In 2017, a few Google engineers considered simplifying models by using attention. The paper "Attention Is All You Need" introduced a non-sequential architecture that processes entire sequences at once, replacing the traditional sequential RNN-based approach. Transformers use self-attention, allowing each token to interact directly with every other token. This gives models direct access to long-range context and enables them to process information in parallel on GPUs.

The concept of self-attention involves calculating weighted interactions between tokens, so the model can focus on the most relevant words, regardless of their distance. This helps resolve issues like pronoun reference and long-range dependencies by assigning high attention weights to the correct antecedents. For example, the model can link "it" to "animal" or "street" depending on the context.

With improved parallel computing, training larger models become feasible resolving the forgetting issues at working scale. The Transformer model also introduced multi-head attention, which helps create contextual embeddings.

Transformers are now the basis for modern large language models, such as the GPT family, Claude, and Gemini, driving progress in scale, performance, and versatility in NLP and other areas.

How ChatGPT Works

A production conversational agent like ChatGPT is built from three main components: Transformer architecture, massive internet-scale data, and auto-regressive prediction. This involves combining large, diverse text collections with a Transformer to predict the next token, creating a foundation model.

The model is trained on massive, varied sources from the internet, including books, papers, forums, code, and websites. This exposure to a wide range of language and facts helps the model learn. The primary goal of training is to predict the next token in a sequence. For example, given the context "$\text{The quick brown ...}$", the model evaluates possible completions and chooses the most likely one. Some models, like BERT, use a variation called masked language modeling. After initial training, the models are fine-tuned through instruction and reinforcement learning to make them more helpful and behave like conversational assistants.

Why Next-Word Prediction Creates Intelligence

Predicting the next word is a straightforward task, but training a large model on a vast and diverse range of texts makes it learn a lot about language and how it works. To make accurate predictions across different topics, the model has to understand grammar, meaning, facts, and how people reason. This helps the model develop its own internal understanding of language and the world.

Text Generation Loop

It's a auto-regressive loop where the model's output at time-step $t$ becomes part of its input for time-step $t+1$.

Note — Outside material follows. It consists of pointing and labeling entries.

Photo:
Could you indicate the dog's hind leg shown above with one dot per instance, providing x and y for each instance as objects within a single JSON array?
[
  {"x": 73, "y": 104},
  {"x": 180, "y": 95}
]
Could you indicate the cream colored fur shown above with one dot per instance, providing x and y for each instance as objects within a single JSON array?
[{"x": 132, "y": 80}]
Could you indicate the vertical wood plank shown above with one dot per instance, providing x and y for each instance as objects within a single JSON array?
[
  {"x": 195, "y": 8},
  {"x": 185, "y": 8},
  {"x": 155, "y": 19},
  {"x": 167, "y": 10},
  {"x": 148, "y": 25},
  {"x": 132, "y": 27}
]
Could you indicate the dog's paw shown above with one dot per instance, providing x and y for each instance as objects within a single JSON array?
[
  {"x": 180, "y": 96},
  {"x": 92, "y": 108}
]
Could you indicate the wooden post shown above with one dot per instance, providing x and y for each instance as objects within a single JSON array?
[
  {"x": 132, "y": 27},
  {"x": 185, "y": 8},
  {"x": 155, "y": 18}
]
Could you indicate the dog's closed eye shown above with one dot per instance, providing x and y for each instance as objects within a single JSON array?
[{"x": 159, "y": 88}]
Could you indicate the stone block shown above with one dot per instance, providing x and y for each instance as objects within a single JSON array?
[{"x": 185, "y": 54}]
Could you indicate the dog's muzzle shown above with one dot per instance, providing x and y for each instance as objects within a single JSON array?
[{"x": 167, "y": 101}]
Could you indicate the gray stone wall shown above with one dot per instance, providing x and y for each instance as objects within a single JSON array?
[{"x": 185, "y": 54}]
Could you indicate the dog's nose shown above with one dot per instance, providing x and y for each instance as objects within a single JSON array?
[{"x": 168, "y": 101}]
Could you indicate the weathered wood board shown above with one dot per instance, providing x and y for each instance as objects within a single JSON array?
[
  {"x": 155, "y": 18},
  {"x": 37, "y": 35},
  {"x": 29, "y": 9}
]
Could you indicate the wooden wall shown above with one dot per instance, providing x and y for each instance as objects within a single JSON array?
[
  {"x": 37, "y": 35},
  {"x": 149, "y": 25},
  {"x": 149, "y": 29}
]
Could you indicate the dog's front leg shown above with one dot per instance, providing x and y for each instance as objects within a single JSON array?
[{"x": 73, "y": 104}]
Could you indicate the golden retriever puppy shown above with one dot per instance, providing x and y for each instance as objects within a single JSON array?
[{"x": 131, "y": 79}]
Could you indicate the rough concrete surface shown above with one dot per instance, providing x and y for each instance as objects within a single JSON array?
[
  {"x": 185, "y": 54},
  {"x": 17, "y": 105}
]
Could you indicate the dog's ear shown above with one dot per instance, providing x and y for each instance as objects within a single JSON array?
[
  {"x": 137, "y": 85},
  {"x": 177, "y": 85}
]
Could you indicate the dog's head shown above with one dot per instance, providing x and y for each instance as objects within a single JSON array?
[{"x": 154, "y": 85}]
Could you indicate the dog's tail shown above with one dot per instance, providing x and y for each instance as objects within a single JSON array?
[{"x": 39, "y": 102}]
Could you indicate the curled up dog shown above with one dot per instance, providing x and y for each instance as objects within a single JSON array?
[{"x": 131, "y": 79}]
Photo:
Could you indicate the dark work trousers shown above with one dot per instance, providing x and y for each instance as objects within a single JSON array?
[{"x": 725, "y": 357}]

Step 1: Input: The $\rightarrow$ Predicts: quick
Step 2: Input: The quick $\rightarrow$ Predicts: brown
Step 3: Input: The quick brown $\rightarrow$ Predicts: fox

Emergence: The Law of Scaling

Quantitatively, as data, models, and computing power increase, we need to consider the scale. Even developers struggle to understand the uniform distribution of large language models due to their size. As models expand, they develop complex behaviors that are not present in smaller models, once a certain scale threshold is reached. These behaviors include chain-of-thought reasoning, tool use, planning, meta-learning, and self-consistency.

We can see a shift from task-specific models to more general models. The focus is now on systems that can handle multiple forms of input, think and reason about their own behavior, and act as agents that can use tools.

The Core Intuition: We have moved from AI that knows things (Knowledge) to AI that can reason through things (Logic) and finally to AI that can do things (Action).